Fat: Can't Live Without It
Think back on all those past dieting failures. Did you completely eliminate fat in one of those diets? Didn't last long on that one, did you? If being ravenous within an hour of eating a plate of steamed veggies didn't do you in, then surely the lack of energy and fuzzy thinking did.
Let's talk about why you need fat in your diet. Animal and vegetable fats provide valuable, concentrated energy; they also provide the building blocks for cell membranes and a variety of hormones and hormone-like substances. Fats slow the absorption of nutrients into your system so that you can go longer without feeling hungry, and they aid in sugar and insulin metabolism, which helps you lose weight.
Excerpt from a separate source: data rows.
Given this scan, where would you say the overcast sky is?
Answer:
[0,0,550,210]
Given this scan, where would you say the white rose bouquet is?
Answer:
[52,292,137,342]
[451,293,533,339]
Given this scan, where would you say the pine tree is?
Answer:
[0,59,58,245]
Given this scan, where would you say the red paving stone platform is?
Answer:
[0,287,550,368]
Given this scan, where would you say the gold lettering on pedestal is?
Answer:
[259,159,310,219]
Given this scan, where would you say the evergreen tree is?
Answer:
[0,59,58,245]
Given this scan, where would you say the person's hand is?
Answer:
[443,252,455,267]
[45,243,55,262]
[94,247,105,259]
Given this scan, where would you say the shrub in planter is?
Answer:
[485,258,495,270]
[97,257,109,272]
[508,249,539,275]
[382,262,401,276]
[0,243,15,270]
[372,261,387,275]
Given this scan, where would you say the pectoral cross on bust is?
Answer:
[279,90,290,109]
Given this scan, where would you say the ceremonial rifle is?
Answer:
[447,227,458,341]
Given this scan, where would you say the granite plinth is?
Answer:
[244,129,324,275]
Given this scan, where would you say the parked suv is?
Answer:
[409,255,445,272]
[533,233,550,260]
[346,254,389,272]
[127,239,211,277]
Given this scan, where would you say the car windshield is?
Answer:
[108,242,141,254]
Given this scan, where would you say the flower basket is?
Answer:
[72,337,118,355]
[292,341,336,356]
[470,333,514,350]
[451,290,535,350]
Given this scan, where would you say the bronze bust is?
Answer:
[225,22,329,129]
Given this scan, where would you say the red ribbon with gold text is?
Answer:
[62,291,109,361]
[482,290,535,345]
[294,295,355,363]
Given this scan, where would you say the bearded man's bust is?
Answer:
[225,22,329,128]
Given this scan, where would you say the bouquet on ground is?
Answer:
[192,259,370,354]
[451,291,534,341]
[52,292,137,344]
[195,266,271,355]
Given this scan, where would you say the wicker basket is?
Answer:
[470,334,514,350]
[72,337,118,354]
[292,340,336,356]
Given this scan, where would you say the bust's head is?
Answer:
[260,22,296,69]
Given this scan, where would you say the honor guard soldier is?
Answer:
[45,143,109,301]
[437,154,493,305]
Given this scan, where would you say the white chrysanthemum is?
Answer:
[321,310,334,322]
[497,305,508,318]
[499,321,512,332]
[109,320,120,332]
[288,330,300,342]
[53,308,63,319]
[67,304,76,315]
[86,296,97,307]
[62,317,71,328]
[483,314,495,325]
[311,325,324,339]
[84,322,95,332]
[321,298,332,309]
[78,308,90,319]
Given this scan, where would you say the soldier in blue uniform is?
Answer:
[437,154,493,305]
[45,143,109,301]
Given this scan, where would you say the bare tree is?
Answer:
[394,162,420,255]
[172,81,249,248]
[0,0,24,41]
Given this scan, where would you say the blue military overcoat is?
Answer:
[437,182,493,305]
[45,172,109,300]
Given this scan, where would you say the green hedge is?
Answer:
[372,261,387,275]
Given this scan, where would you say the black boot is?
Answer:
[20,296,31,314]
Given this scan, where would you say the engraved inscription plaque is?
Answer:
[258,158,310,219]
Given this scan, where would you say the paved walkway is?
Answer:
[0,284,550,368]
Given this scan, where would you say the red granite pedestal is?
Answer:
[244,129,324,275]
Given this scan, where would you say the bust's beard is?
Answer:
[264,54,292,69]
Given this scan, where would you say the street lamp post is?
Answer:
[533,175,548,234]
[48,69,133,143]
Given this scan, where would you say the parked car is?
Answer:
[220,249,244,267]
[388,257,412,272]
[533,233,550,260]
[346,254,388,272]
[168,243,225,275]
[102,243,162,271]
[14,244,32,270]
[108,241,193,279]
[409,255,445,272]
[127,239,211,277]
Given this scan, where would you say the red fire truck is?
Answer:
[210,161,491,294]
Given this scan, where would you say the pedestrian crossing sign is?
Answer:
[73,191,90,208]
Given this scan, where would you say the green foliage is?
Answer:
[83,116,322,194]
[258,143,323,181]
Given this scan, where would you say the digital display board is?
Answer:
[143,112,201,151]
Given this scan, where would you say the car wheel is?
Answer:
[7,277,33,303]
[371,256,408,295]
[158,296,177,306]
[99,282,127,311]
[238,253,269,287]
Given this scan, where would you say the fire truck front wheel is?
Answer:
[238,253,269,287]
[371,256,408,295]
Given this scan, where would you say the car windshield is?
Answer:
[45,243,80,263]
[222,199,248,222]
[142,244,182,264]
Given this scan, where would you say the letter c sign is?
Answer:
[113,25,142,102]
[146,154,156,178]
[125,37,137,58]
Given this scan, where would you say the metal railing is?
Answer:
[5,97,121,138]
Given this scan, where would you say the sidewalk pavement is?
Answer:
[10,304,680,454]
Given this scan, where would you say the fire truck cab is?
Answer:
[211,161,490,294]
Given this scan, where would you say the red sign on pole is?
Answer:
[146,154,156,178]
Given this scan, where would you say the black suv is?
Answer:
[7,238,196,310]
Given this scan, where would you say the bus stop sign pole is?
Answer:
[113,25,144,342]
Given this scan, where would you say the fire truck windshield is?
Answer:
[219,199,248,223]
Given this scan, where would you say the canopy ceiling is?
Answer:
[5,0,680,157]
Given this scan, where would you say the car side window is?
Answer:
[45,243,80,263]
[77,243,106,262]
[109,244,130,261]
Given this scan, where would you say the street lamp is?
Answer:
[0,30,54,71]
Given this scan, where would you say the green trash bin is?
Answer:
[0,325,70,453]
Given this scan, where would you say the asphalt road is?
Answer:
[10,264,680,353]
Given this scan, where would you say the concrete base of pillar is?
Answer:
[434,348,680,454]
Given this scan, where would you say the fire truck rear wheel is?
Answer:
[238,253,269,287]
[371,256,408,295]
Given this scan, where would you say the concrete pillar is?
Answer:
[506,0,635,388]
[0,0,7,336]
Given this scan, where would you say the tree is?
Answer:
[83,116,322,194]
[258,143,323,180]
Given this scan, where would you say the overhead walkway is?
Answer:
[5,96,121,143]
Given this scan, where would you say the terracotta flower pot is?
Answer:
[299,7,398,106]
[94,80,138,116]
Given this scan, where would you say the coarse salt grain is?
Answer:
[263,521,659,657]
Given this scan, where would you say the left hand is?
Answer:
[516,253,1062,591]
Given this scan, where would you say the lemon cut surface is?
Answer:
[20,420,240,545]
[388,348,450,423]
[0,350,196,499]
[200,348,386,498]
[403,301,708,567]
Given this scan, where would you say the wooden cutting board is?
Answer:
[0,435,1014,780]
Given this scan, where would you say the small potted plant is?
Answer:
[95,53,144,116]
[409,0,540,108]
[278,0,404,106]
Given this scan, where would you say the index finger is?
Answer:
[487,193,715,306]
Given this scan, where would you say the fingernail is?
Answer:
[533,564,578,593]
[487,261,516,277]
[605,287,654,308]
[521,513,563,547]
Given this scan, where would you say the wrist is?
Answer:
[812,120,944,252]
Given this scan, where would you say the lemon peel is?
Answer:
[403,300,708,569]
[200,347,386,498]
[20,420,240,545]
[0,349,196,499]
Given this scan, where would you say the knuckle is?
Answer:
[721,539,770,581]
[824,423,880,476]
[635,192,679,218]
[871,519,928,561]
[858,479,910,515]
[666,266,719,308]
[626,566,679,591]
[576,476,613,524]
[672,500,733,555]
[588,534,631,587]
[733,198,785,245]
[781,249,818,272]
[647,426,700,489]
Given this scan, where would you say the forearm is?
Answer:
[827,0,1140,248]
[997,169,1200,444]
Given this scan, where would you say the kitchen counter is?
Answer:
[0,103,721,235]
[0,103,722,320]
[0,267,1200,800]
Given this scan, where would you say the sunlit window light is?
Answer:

In addition, they act as carriers for important fat-soluble vitamins, aid in the absorption of vital minerals, and help facilitate a host of other important biological operations within the body.
Convinced? Good! I know your next question is, How do I know if foods that contain fat are good to eat or not? It all boils down to molecular structure, and how different kinds of fat molecules affect your body. The fats considered to be healthiest come from plants and vegetables. They are called unsaturated fats, and here's a basic look at the science behind them: Unsaturated fat molecules contain at least one pair of carbons linked by a double bond. Since hydrogen can't break this bond, it can't bond with these carbons, so any fat molecule with one or more double-bonded carbons is considered "unsaturated" by hydrogen. Now keep your eyes peeled for the magic word — unsaturated — on food packaging.